# Tutorial 22: Dictionaries

## PHYS 2600

## T22.1 - Basic use of dictionaries

Let's start by getting some practice using dictionaries and seeing some of their commonly-used methods.

### Part A

__Create a dictionary called `vowel_index`__ that maps the vowels `['a','e','i','o','u']` to their index numbers in the English alphabet (so if we take `a` to correspond to `0`, then we have

| letter | index |
|--------|-------|
| a | 0 |
| e | 4 |
| i | 8 |
| o | 14 |
| u | 20 |





In [1]:
vowel_index = {
    "a": 0,
    "e": 4,
    "i": 8,
    "o": 14,
    "u": 20,
}

As we saw on the cryptography homework, the `ord()` function gives the ASCII index of a character, in which the letters are numbered starting at 97 instead of 0.  __Using `vowel_index`, what is the ASCII index of `'u'`?__  (Once you have an answer, check it with by calling `ord('u')`.)

In [2]:
print(vowel_index["u"] + 97)
print(ord("u"))

117
117


The letter `'y'` (index: 24) _sometimes_ acts like a vowel, so let's add it to our dictionary.  __Add `'y'` as a key with value 24 to `vowel_index`__.  Then print out `vowel_index` to see that your code worked.

In [3]:
vowel_index["y"] = 24
vowel_index

{'a': 0, 'e': 4, 'i': 8, 'o': 14, 'u': 20, 'y': 24}

### Part B

Any dictionary naturally divides into two sets: the __keys__ (what the index names are), and the __values__ (what objects the index names point to.)  We can access these sets directly with the methods of the same name - __run the cell below__ to see them work.

In [4]:
print(vowel_index.keys())
print(vowel_index.values())

dict_keys(['a', 'e', 'i', 'o', 'u', 'y'])
dict_values([0, 4, 8, 14, 20, 24])


Note that although these return special dictionary-associated types, we can treat both keys and values like lists.  In particular, we can _iterate_ over them using a `for` loop.  Some practice:

* Use a `for` loop and string concatenation (the `+` operator) to __build a string of all the vowels (and y)__ from the keys of `vowel_index`.
* Use another `for` loop to __calculate the sum of all of the _values_ of `vowel_index`__, i.e. the sum of all vowel letter indices.  (You should get 70.)

In [5]:
s = ""
for v in vowel_index.keys():
    s += v

print(s)

total = 0
for i in vowel_index.values():
    total += i

print(total)

aeiouy
70


__Important note:__  Remember that _order of the keys/values in a dict is not guaranteed!_  In Python, the current implementation of dictionary _happens_ to give keys back in the order they were added to the dict, which results in an alphabetical order.  In the cell below, notice what happens if the keys are entered in a different order.

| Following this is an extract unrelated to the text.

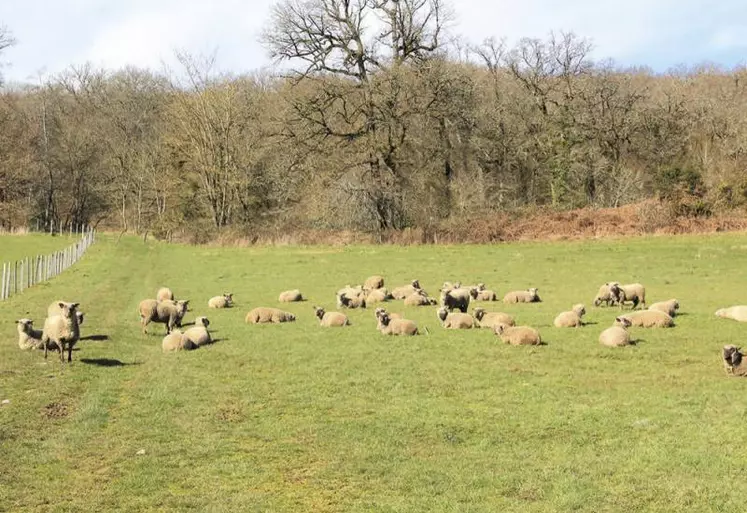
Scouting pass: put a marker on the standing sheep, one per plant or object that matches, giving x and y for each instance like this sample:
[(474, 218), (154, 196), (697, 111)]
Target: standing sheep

__Never rely on the order of keys or values in a dictionary - it's meant to be unordered!__  Use a list-sorting function (like `sorted()`) if you need them in a certain order.

In [6]:
vowel_index_2 = {
    "i": 8,
    "a": 0,
    "o": 14,
    "e": 4,
    "u": 20,
}

for v in vowel_index_2.keys():
    print(v)

for v in sorted(vowel_index_2.keys()):
    print("Sorted: ", v)

i
a
o
e
u
Sorted:  a
Sorted:  e
Sorted:  i
Sorted:  o
Sorted:  u


### Part C

There's a third list which is natural to construct from a dictionary: a list of __key-value pairs__.  To get them, we use the `.items()` method.

Start by __running the cell below__ to see what you get when iterating over `vowel_index.items()`.  Then modify the code to unpack the keys and values separately, and __use `print` to reproduce the block of text__ in the next cell below.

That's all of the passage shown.